Acute respiratory distress syndrome (ARDS) is a form of respiratory failure characterized by noncardiogenic pulmonary edema and a refractory hypoxemia. The pathology results from damage to the alveolar-capillary membrane. This damage is caused by cytokines released by primed neutrophils during a massive immune response (systemic inflammatory response syndrome). These cytokines increase vascular permeability to such an extent that a massive noncardiac pulmonary edema develops. This edema not only interferes with gas exchange but also damages the pulmonary cells that secrete surfactant. Loss of surfactant allows alveoli to collapse and results in very stiff, noncompliant lungs. Fibrin and cell debris build up, forming a membrane (hyaline) and further decreasing gas exchange. The combined edema, loss of surfactant, alveoli collapse, and hyaline membrane formation lead to a progressive refractory hypoxemia and eventually death.


Anyone with a recent history of severe cell damage or sepsis is at risk for developing ARDS. Examples include individuals who have aspirated or who have suffered trauma, burns, multiple fractures, severe head injury, pulmonary contusions, near drowning (salt water aspiration seems to be slightly higher risk than fresh water aspiration), smoke inhalation, carbon monoxide exposure, drug overdose, oxygen toxicity, shock, and so on.


Even with outstanding care, the mortality rate for ARDS is 40% to 60%, and even those who survive may have permanent lung damage. With such a high mortality rate, it is clear that early detection and prevention are critical as is treatment of any causal factors. Thus careful assessment of all at-risk individuals for early warning signs of developing respiratory distress is a nursing responsibility. Unfortunately, the only early warning sign may be labored breathing and tachypnea. Once ARDS develops, nursing care focuses on maintenance of pulmonary functions. Despite evidence that ARDS is the result of an inflammatory response, anti-inflammatory therapy is not effective, and with time, respiratory failure with severe respiratory distress usually results. Research is focused on identifying new pharmacological treatments to halt the progressive downward cycle of ARDS, including human recombinant interleukin-1 receptor antagonist surfactant replacement therapy, corticosteroids, and the like.

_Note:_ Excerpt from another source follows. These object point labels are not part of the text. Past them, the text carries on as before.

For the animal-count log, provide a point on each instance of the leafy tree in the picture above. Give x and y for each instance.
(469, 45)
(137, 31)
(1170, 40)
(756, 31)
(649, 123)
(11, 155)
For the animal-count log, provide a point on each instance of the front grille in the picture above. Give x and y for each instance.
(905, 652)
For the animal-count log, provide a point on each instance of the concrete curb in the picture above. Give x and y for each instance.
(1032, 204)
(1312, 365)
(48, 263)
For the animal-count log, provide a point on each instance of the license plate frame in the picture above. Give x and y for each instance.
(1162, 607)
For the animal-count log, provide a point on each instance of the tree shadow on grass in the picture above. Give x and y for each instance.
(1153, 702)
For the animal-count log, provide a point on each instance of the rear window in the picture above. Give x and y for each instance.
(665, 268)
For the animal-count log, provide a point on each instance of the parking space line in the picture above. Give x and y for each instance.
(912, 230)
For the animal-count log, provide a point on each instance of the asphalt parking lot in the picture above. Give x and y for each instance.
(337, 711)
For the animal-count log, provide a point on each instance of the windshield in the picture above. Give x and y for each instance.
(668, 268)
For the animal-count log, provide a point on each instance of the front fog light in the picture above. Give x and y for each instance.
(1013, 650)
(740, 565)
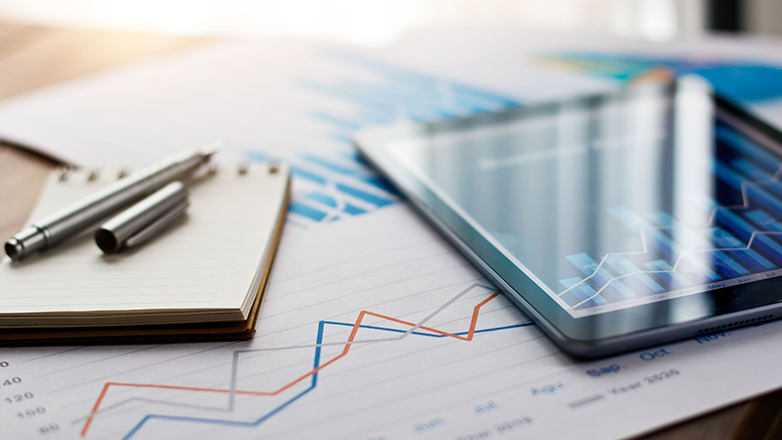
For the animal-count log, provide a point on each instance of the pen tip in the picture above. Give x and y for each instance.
(13, 248)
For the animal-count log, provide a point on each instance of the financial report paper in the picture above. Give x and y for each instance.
(373, 327)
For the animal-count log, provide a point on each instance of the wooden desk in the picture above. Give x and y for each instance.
(32, 57)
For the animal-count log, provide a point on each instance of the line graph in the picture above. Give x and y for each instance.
(416, 329)
(711, 222)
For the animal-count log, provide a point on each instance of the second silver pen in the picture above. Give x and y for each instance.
(65, 223)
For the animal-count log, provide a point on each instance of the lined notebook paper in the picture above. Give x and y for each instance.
(205, 268)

This care plan focuses on acute care in the critical care setting where the patient’s condition is typically managed with intubation and mechanical ventilation.




Asthma


Bronchial Asthma; Status Asthmaticus


Asthma is a chronic inflammatory disorder that is characterized by airflow obstruction. This inflammatory response causes bronchoconstriction, increased mucus production, and hyperresponsiveness of the airways to a variety of stimuli. Although the stimuli for this exaggerated bronchoconstrictive response are individually defined, respiratory infection, cold weather, physical exertion, some medications, and allergens are common triggers. When a hypersensitive individual is exposed to a trigger, a rapid inflammatory response with subsequent bronchospasm occurs. Proinflammatory cells, primarily mast cells, signaled by immunoglobulin E (IgE), release inflammatory mediators that produce swelling and spasm of the bronchial tubes. This causes adventitious sounds (wheezing), coughing, increased mucus production, and feelings of “not being able to breathe” (dyspnea). Eosinophils and neutrophils rush to the area, and additional cytokines are released, some of which are long acting and result in epithelial damage, late-phase airway edema, continued mucus hypersecretion, and additional hyperresponsiveness of the bronchial smooth muscle. Reversal of the airflow obstruction usually occurs spontaneously or with treatment. Status asthmaticus occurs when the asthma attack is refractory to the usual treatment, with clinical manifestations that are more severe, prolonged, and life threatening. With repeated attacks, remodeling of the airway occurs through hypertrophy and hyperplasia of normal tissues.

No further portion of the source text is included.